Volume 6 Issue 7, July 2010

Hereditary eye diseases can feature extraocular neurological complications, although such additional phenotypes can go undetected when a patient's visual defect is dramatic. A consortium has found that extraocular neurological phenotypes are common in patients with OPA1 mutation-related autosomal dominant optic atrophy, occurring in one-fifth of all such individuals.

To maximize the benefits of thrombolytic therapy at the population level, identifying which stroke patients are most likely to respond positively to this treatment is vital. The EPITHET Investigators propose specific diffusion-weighted and perfusion-weighted MRI lesion volume criteria that could be used for patient selection.

Proteins linked to neurodegenerative diseases can potentially be used as biomarkers. A study now shows that after accounting for confounding variables such as age and blood contamination, cerebrospinal fluid levels of α-synuclein and DJ1 are substantially reduced in patients with Parkinson disease compared with healthy controls or individuals with Alzheimer disease.

Analysis of two recombinant tissue plasminogen activator (rtPA) trials by means of the disability-adjusted life year metric has provided readily understandable data on the benefits of rtPA therapy in acute ischemic stroke.

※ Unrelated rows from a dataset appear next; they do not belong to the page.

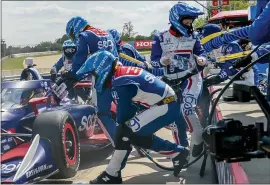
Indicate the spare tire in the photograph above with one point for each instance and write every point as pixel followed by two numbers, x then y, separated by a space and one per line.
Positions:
pixel 59 127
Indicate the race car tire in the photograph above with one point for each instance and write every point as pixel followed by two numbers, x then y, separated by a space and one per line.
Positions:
pixel 59 127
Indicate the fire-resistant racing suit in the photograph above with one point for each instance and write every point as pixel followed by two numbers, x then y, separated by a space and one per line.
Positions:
pixel 181 51
pixel 131 86
pixel 90 41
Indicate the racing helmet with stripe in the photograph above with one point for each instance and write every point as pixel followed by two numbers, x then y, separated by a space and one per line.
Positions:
pixel 182 11
pixel 116 35
pixel 100 65
pixel 69 49
pixel 75 26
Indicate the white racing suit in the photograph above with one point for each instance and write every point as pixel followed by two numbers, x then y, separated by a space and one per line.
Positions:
pixel 180 51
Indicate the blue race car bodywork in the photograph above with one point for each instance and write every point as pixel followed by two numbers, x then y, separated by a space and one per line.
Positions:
pixel 30 149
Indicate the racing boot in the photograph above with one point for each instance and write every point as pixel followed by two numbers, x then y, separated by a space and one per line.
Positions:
pixel 180 160
pixel 197 150
pixel 105 178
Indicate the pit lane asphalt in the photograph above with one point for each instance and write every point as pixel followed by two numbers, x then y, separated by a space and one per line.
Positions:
pixel 137 170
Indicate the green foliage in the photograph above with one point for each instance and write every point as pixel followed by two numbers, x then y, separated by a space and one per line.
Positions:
pixel 237 5
pixel 17 63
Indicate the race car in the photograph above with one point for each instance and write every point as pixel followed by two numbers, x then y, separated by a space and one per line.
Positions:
pixel 41 138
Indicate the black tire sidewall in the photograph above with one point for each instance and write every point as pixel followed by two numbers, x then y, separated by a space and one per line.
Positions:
pixel 50 125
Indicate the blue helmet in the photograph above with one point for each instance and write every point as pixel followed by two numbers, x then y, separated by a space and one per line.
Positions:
pixel 74 26
pixel 210 29
pixel 100 64
pixel 182 11
pixel 115 34
pixel 69 49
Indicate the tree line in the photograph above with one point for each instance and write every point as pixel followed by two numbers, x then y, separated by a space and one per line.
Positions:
pixel 127 33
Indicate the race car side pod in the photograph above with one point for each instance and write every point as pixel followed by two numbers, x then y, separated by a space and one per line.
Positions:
pixel 233 79
pixel 212 42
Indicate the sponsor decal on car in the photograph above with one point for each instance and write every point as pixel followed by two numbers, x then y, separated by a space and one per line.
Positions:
pixel 87 122
pixel 8 168
pixel 38 170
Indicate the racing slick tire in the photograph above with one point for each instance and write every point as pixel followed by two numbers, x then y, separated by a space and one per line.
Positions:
pixel 59 127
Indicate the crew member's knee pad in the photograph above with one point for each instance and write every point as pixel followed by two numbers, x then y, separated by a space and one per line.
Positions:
pixel 124 137
pixel 141 141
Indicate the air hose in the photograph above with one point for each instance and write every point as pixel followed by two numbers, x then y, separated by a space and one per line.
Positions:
pixel 226 38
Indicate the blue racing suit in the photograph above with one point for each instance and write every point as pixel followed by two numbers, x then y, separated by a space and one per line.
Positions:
pixel 180 51
pixel 63 62
pixel 260 29
pixel 33 72
pixel 132 86
pixel 129 50
pixel 90 41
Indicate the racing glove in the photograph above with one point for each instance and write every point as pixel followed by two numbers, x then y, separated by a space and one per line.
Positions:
pixel 165 60
pixel 148 67
pixel 53 73
pixel 242 62
pixel 213 81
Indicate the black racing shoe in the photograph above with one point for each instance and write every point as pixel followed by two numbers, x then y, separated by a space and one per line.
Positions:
pixel 197 150
pixel 180 160
pixel 140 153
pixel 105 178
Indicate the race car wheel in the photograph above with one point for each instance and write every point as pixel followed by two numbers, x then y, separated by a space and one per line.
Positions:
pixel 60 129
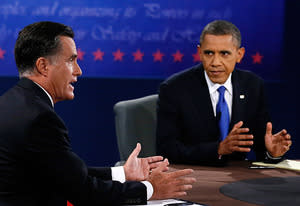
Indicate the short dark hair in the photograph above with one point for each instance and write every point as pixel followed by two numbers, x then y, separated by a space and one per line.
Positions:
pixel 40 39
pixel 222 27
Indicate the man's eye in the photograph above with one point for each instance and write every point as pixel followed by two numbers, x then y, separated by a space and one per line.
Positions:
pixel 208 53
pixel 225 53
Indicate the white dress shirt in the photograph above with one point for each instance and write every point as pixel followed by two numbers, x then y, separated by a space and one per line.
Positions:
pixel 214 94
pixel 118 174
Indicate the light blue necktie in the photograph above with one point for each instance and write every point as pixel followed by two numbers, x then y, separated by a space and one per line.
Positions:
pixel 222 114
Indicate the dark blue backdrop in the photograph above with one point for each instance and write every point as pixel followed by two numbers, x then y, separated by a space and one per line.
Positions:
pixel 168 26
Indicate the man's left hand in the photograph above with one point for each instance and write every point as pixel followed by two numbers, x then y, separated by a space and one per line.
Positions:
pixel 138 169
pixel 277 144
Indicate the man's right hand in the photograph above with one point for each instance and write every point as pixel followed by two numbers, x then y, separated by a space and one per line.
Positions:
pixel 170 184
pixel 236 140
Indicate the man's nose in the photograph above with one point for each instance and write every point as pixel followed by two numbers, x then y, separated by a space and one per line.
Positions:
pixel 216 61
pixel 77 71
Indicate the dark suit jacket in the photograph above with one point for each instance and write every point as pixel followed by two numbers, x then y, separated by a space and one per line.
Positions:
pixel 37 164
pixel 187 130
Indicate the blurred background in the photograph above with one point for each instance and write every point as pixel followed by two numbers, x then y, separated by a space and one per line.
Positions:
pixel 126 48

Approximately one-third of patients treated with rtPA could gain more than 4 years of healthy life, which is twice that previously estimated.

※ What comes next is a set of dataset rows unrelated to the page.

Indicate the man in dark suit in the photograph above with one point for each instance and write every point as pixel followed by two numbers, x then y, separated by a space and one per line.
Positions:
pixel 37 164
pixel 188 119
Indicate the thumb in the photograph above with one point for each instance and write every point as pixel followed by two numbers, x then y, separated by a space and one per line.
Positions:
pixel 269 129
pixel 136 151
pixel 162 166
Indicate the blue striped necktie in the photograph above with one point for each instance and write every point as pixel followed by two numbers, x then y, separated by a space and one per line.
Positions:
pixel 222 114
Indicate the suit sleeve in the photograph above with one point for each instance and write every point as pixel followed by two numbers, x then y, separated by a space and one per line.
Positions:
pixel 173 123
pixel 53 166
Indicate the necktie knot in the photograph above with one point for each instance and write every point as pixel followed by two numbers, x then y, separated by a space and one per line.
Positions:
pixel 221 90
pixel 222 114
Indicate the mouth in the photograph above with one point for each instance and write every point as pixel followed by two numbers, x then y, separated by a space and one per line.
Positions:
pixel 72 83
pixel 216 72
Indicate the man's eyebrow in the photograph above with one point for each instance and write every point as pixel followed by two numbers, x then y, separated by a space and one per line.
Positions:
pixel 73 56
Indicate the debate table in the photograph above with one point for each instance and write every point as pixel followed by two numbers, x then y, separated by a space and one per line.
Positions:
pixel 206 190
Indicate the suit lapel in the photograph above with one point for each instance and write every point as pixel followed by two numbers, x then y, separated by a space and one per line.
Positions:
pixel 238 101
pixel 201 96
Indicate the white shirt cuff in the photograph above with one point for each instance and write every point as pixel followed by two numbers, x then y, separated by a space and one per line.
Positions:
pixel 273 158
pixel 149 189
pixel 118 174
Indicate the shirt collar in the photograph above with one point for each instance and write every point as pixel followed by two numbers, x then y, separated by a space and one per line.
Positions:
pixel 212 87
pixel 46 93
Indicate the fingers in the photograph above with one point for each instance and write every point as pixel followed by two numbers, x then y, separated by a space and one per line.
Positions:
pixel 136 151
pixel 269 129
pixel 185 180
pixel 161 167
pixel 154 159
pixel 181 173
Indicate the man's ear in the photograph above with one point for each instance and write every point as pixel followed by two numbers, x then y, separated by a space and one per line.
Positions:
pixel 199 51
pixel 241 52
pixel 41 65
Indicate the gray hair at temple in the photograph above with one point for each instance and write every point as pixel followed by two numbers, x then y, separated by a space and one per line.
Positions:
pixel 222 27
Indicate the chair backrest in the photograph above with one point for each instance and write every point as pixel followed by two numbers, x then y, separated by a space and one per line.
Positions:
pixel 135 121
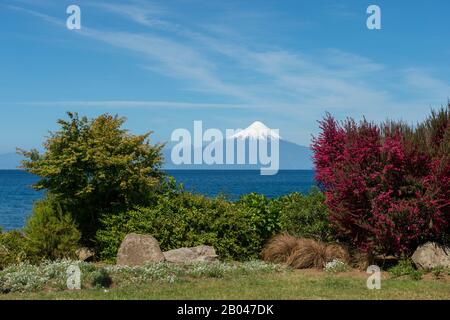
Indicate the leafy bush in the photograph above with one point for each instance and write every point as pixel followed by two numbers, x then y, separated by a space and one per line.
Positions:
pixel 93 166
pixel 304 215
pixel 265 216
pixel 387 187
pixel 51 234
pixel 13 248
pixel 405 267
pixel 236 230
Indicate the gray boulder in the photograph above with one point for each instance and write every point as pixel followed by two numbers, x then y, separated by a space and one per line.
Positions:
pixel 139 249
pixel 189 255
pixel 431 255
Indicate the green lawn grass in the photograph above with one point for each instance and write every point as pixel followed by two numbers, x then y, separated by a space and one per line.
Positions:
pixel 304 284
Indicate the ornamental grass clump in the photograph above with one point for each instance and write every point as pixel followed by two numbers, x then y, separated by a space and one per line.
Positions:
pixel 302 253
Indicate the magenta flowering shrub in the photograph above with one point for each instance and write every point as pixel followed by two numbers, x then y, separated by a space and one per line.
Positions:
pixel 387 187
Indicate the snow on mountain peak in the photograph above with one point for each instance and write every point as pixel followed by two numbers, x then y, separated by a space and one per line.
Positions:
pixel 257 130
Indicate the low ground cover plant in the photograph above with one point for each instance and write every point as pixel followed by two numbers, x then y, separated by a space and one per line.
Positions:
pixel 52 275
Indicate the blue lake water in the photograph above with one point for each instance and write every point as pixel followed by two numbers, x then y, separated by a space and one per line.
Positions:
pixel 17 196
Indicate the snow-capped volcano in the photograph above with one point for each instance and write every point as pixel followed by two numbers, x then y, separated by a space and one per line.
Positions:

Stem cell therapy has the potential to provide a valuable treatment approach for spinal cord injury, but no consensus yet exists regarding which type of stem cell is likely to be most effective in the clinical setting. In this article, Sahni and Kessler review the various stem cell strategies that have been tested in animal models for the treatment of spinal cord injury, and discuss ongoing clinical trials and future prospects for stem cell therapy in humans.

Only moderately effective therapies are currently available for the treatment of multiple sclerosis (MS). New treatments for MS that have neuroprotective properties as well as anti-inflammatory effects are needed. Fingolimod could be one such potential treatment. In this article, Aktas et al. examine the underlying biological actions of this prospective new therapy, review the data from phase II and phase III oral fingolimod clinical trials and provide an update on the emerging field of sphingosine-1-phosphate receptor-mediated therapies for MS.

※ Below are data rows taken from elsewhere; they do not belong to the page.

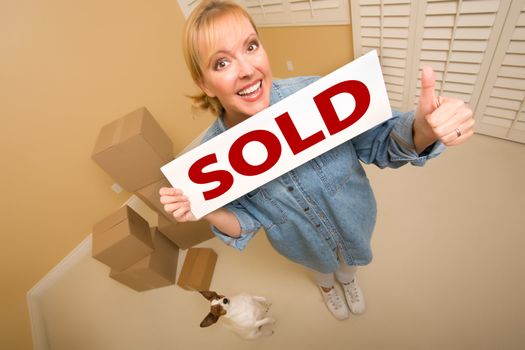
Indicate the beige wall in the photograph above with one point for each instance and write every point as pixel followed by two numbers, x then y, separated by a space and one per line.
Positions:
pixel 66 69
pixel 314 50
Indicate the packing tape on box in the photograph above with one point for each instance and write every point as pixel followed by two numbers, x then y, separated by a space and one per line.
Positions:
pixel 118 131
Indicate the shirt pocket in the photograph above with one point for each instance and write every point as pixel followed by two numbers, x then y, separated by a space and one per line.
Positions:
pixel 266 205
pixel 334 168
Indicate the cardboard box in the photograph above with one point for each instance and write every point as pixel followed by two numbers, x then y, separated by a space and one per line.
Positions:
pixel 197 271
pixel 185 234
pixel 121 239
pixel 150 195
pixel 132 149
pixel 154 271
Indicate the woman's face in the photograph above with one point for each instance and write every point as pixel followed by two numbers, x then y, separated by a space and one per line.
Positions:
pixel 237 72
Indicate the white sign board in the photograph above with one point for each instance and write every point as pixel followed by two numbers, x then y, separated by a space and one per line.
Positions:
pixel 302 126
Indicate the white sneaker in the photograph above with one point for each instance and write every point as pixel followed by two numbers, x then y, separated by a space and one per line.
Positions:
pixel 354 296
pixel 335 304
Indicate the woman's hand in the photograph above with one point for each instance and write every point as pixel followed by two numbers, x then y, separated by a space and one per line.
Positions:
pixel 446 119
pixel 176 204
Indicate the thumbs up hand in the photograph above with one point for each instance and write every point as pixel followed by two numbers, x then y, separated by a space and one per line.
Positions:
pixel 440 118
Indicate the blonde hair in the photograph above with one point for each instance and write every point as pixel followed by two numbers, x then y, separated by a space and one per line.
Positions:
pixel 200 26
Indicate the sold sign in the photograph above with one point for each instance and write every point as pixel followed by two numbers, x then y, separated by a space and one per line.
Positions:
pixel 285 135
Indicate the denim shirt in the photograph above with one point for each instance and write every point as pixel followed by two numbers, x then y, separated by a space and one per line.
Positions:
pixel 327 203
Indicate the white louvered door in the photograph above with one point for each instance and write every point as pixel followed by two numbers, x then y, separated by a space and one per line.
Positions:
pixel 501 108
pixel 474 46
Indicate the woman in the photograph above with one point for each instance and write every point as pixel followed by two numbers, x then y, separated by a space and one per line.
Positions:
pixel 322 213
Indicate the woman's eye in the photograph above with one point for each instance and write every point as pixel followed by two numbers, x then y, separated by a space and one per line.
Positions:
pixel 221 64
pixel 253 46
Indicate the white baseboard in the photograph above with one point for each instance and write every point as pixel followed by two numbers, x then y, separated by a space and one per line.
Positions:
pixel 38 326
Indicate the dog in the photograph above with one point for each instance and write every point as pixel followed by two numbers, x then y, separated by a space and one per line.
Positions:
pixel 245 314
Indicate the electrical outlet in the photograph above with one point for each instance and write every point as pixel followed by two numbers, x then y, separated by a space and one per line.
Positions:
pixel 116 188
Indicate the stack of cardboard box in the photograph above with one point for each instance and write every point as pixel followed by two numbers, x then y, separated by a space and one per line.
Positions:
pixel 132 150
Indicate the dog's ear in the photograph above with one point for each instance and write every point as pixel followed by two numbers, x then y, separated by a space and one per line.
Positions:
pixel 210 295
pixel 209 320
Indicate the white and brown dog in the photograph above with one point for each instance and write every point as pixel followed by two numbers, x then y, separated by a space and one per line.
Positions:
pixel 245 314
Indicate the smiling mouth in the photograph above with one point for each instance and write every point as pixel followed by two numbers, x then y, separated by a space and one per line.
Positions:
pixel 252 90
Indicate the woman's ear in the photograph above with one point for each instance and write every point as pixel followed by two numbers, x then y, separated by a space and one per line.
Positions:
pixel 204 88
pixel 209 320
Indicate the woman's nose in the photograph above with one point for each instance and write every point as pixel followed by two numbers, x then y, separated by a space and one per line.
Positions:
pixel 246 69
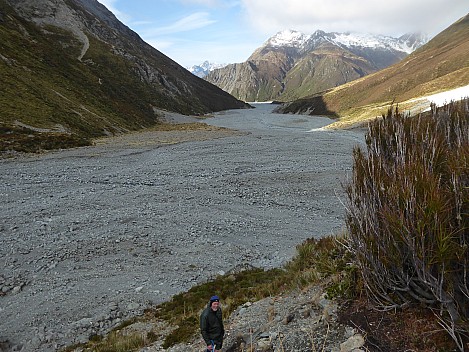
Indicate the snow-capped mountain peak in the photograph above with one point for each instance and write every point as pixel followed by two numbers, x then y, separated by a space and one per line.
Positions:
pixel 288 38
pixel 204 68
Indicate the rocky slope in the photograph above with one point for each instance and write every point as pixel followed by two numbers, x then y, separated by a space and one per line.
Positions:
pixel 438 66
pixel 292 64
pixel 74 68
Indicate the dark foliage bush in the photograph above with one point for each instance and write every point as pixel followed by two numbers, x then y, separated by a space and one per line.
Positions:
pixel 407 214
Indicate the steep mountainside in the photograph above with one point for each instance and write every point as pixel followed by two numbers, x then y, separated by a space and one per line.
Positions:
pixel 71 66
pixel 441 64
pixel 292 64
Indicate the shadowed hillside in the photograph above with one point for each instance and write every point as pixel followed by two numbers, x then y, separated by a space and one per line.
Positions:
pixel 71 71
pixel 442 64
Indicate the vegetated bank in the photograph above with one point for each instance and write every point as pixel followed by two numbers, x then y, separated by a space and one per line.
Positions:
pixel 400 271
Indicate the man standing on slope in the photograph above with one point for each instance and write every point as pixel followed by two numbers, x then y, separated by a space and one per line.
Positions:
pixel 211 325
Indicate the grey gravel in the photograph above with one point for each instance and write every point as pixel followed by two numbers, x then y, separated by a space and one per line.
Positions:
pixel 92 236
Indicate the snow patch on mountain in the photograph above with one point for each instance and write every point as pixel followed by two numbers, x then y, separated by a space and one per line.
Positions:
pixel 291 38
pixel 288 38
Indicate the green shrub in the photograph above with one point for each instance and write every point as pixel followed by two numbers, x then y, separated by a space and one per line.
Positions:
pixel 407 213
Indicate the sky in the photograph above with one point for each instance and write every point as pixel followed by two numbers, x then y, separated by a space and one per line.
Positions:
pixel 228 31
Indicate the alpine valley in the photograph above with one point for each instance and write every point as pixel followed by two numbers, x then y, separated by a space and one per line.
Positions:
pixel 292 64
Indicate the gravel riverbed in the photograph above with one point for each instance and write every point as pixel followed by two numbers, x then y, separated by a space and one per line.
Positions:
pixel 91 236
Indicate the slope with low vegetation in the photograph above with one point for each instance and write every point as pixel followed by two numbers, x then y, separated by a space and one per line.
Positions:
pixel 441 64
pixel 71 71
pixel 400 271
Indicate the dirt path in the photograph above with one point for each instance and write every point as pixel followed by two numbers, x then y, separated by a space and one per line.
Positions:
pixel 93 235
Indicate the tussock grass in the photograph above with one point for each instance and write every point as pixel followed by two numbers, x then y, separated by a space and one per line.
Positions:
pixel 407 213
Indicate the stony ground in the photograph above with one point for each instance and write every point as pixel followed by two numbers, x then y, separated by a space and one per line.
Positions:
pixel 94 235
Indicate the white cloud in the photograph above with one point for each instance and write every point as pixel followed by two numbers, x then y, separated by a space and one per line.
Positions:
pixel 194 21
pixel 382 17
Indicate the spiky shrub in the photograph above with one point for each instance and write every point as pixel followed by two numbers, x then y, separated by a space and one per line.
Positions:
pixel 407 213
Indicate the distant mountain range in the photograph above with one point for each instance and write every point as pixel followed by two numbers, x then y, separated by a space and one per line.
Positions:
pixel 72 66
pixel 204 68
pixel 440 65
pixel 292 64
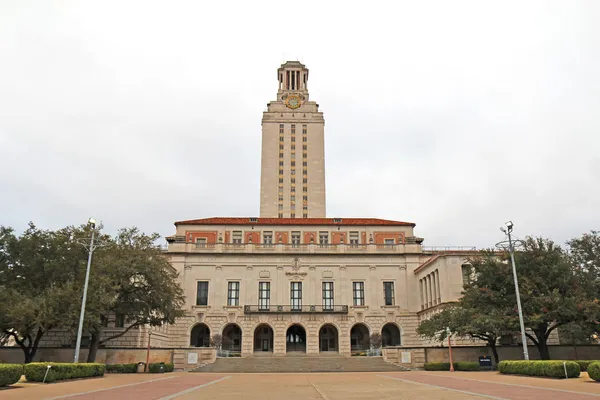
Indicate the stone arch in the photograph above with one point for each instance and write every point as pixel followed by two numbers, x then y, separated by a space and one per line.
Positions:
pixel 263 338
pixel 360 337
pixel 295 338
pixel 232 337
pixel 199 335
pixel 391 335
pixel 329 338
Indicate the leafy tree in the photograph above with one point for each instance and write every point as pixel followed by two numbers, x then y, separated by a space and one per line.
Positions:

Neuromyelitis optica is a CNS inflammatory disorder that predominantly affects the optic nerves and spinal cord. Jarius and Wildemann review the latest experimental and clinical evidence that supports a direct role for antibodies to aquaporin-4—the most abundant water channel in the brain—in the immunopathogenesis of this condition. The authors also evaluate the range of diagnostic tests that are currently available for the detection of these antibodies.

Many individuals who survive traumatic brain injury (TBI) experience long-term complications. The prevention and management of such complications, however, remain challenging goals for clinicians. Here, Shlosberg and colleague examine the role of blood–brain barrier (BBB) breakdown in the pathophysiology of TBI, particularly in the development of delayed TBI-related conditions. The authors also discuss novel BBB-targeted therapeutic strategies that might be explored to counter or prevent long-term complications in patients.

Activated microglia are a feature of many neurodegenerative disorders, including amyotrophic lateral sclerosis and Alzheimer disease. Conflicting results exist, however, for the effectiveness of anti-inflammatory drugs in such conditions. In this article, Schwartz and Shechter propose a model that describes the complexities of the immune response in neurodegenerative diseases and offer an explanation for why such drugs have so far yielded inconsistent data in this setting.